Entering the 21st global market entails fitting into international standards to the extent that a non-compliance results to missing out on profitable markets (Nadvi, 2008). The current neoliberal economy has witnessed the rise of Southern economies through shifts in Foreign Direct Investment destinations. Conversely, the apparent ‘race to the bottom’ phenomena in the Global South (United Nations, 2005; Nadvi, 2014) also crystalises the power inequalities within GVCs or sectors producing for global markets (Gereffi, Humphrey and Sturgeon, 2005).

In the search for a more sustainable global economy, private actors have pushed for the alignment of international standards in global trade structures with ‘bottom-up’ initiatives in ethical trade (Langan, 2013). Such an initiative has also given rise to third-party certification systems that ensure ‘civic logic’ for sustainable GVC practices (Bacon, 2010, p. 7).

This essay presents an international political economy (IPE) assessment on the legitimacy and effectivity of the global governance of sustainable GVCs. The following section will provide a brief overview of the debates in global governance and sustainable GVC governance in particular. This report will also provide detailed case study analysis on the governance of the ethical trade of the palm oil industry, specifically focusing on the legitimacy and effectivity of the private governance of the Roundtable of Sustainable Palm Oil (RSPO) in Indonesia and Malaysia.

The report finds that the RSPO governance presents a Western-engineered market-based solution that disproportionately disadvantages Southern economies and overlooks the support of the state to ensure national uptake. Finally, this report concludes by reflecting on the implications for the global governance of sustainable palm oil and GVCs in general.

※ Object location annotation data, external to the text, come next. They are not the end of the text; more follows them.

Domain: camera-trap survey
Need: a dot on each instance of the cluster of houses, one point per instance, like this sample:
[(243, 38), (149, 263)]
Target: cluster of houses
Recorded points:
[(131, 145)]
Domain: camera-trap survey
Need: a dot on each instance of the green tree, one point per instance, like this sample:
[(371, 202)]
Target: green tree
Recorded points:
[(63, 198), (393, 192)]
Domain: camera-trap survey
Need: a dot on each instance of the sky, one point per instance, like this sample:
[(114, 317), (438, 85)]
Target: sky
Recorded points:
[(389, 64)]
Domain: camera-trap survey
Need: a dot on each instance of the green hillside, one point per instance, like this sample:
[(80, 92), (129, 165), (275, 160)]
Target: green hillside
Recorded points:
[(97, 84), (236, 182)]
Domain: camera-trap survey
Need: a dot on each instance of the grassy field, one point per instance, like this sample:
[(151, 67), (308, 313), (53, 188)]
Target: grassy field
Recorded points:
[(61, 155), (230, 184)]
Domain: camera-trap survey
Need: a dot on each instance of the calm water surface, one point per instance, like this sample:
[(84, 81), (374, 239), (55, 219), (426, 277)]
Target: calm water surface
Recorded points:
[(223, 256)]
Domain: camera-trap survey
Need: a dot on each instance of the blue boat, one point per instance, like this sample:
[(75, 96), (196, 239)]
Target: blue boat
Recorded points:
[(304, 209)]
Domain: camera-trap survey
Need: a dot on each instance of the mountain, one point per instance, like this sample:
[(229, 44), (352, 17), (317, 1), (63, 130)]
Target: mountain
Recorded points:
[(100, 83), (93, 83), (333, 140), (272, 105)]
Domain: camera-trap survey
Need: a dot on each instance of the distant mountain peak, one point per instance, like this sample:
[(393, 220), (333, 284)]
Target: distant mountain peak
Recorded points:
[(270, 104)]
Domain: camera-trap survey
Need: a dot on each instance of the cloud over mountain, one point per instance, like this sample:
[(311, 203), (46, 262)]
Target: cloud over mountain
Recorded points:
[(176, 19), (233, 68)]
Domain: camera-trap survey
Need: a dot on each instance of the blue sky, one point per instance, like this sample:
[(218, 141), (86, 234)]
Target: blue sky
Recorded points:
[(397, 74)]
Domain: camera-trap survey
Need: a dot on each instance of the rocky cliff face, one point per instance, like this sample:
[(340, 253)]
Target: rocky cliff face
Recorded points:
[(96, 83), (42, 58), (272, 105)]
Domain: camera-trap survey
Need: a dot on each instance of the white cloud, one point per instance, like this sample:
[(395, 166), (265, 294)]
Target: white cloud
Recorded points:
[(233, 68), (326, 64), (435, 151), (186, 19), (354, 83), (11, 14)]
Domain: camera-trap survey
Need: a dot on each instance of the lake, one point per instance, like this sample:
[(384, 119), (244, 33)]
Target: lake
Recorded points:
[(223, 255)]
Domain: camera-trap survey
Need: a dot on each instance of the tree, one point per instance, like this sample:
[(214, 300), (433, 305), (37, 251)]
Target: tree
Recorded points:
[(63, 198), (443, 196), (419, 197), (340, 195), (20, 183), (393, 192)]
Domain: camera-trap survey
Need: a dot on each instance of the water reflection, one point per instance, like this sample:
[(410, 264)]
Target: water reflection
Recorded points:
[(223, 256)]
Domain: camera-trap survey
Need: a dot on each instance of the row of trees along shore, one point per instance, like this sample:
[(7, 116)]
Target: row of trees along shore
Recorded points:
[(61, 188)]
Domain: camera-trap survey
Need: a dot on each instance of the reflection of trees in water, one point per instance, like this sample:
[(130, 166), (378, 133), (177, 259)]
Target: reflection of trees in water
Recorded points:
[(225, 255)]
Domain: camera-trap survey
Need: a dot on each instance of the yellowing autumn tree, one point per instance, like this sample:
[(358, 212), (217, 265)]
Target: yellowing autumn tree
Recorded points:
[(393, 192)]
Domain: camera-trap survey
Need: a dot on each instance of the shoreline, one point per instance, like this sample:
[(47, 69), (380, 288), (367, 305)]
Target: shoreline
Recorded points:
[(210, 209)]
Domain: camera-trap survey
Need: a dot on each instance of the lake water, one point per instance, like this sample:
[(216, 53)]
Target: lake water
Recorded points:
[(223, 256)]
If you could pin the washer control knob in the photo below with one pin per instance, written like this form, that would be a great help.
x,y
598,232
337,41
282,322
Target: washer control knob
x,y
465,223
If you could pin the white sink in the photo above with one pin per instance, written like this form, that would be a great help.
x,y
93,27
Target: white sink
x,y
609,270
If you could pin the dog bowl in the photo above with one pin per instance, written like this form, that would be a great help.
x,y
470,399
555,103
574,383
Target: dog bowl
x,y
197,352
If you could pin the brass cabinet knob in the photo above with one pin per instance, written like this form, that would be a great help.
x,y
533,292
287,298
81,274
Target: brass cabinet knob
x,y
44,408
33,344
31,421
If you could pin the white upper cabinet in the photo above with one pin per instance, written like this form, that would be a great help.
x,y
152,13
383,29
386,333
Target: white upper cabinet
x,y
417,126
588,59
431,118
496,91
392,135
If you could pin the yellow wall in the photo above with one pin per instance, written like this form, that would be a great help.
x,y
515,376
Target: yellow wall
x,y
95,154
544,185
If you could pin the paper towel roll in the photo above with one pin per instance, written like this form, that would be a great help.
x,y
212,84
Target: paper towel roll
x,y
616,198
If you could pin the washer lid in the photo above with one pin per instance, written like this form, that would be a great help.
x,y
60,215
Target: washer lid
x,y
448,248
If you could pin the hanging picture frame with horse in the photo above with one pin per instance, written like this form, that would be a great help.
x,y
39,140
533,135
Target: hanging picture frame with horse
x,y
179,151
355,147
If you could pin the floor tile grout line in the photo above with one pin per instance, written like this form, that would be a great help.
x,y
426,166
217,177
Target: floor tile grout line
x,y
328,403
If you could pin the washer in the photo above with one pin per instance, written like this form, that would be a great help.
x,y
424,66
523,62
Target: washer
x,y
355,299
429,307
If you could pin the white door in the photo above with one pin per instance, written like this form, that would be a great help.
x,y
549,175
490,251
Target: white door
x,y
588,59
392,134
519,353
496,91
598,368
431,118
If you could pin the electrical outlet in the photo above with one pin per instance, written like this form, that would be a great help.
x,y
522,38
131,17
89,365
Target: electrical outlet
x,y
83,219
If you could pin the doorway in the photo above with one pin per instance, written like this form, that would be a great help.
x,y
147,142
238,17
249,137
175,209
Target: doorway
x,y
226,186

Governing Global Governance

Rectified by the shortcomings of international relations, the more recent scholarly interest in global governance seeks to respond to the challenges in the disappearance of global borders (Rosenau, 1995; Committee for Development Policy, 2014) and to explain the growing complexity of state and non-state relations in an international platform (Rosenau, 1995; Ku and Weiss, 1998; Weiss and Wilkinson, 2014). Scholarly interest in global governance serves as a result of and is further perpetuated by boundless issues ranging from capitalist expansion (Murphy, 2013; Cammack, 2014) to environmental politics (Andonova and Mitchell, 2010). Tensions further arise with the notion regarding the failure of the state and existing intergovernmental mechanisms to address global issues such as health pandemics, carbon emissions, and unsustainable trade (Weiss and Wilkinson, 2014; Wilkinson, 2018).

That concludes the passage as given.